If you dig about a bit you'll find that the teams with the most to lose by enforcing a fair, human-error free game are those with the most money.
Its nothing quaint like grass-roots fairness that stops football being fair. Its an authoritarian moron in the pay of the big leagues / clubs.
No real sports fan would disagree that both rugby and cricket have been enriched by the technology, without affecting the poorer teams. Which is why I have a season ticket to hampshire CC and regularly watch London Irish, yet no longer watch the saints.
Football is the Islam of sports until Sepp Blatter goes, about 600 years off the curve.
I don't see many...
...electronic 'substitution boards' or 'added time' boards at Sunday football. Maybe you go a better class of games than me :-)
Seriously though, there are plenty of things that are 'allowed' or even 'mandatory' in professional footie that are not (for cost reasons) implemented at grass routes - so they can't really use this argument (whether or not I agree is another matter).
Forget health and safety.

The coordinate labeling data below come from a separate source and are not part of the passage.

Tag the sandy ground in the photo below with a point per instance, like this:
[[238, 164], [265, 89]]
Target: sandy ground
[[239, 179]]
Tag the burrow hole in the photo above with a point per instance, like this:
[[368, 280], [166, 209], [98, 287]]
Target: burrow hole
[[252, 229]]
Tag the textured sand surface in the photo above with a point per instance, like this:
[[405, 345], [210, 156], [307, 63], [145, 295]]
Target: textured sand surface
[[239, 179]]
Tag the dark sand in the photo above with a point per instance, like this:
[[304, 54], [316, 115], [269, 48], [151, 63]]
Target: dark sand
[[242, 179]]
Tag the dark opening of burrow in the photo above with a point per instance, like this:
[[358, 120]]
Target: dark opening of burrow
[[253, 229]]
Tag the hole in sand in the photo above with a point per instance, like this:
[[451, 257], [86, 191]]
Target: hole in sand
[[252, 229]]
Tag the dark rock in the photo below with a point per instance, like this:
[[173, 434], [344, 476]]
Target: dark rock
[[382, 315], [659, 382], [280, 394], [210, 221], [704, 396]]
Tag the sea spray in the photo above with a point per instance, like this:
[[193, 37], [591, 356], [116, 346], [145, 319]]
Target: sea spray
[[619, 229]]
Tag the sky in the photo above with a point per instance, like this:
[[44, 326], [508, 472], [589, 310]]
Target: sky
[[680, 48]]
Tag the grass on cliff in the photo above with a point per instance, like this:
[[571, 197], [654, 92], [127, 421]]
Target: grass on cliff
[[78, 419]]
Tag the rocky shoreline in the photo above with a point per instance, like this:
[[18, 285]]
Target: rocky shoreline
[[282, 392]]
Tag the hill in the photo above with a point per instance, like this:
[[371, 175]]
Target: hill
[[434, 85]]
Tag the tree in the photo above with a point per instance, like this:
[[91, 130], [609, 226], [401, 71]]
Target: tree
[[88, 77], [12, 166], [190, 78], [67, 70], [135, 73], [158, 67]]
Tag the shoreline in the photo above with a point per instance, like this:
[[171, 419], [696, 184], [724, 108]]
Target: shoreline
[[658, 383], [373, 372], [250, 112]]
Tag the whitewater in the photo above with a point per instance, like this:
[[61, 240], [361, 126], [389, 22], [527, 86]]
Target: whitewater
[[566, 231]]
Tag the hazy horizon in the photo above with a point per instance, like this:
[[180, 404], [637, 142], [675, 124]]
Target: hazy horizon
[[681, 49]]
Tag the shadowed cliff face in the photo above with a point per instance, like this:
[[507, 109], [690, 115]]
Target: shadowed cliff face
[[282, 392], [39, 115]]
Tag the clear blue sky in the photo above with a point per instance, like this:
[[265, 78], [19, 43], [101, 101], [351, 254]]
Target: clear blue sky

They should be banned 'cos they are...let's be honest.... very gay.
Still Won't Solve Anything
Off hand and completely without any facts besides my own experiences as a player, spectator, coach, and official in this great sport, I'm guessing about the current accuracy rate is somewhere around 99% when you count the number of goal/no goal decisions made by the officiating teams compared to definitive evidence of an error. Is this really the smartest thing to pursue when it's patently obvious that there is no chance of a perfect system, so how much are we going to spend to get that next half a percent and is it really worth it? I think not.
Yeah, I feel for those who were robbed, but so was my team when the official decided a foul was committed in the penalty area and took away our goal in the World Cup (and I was there, right behind the goal line and saw nothing but normal jostling). Sh*t happens. As I've always told my teams "If we play so badly that the official has input in to whether we win or lose, shame on us."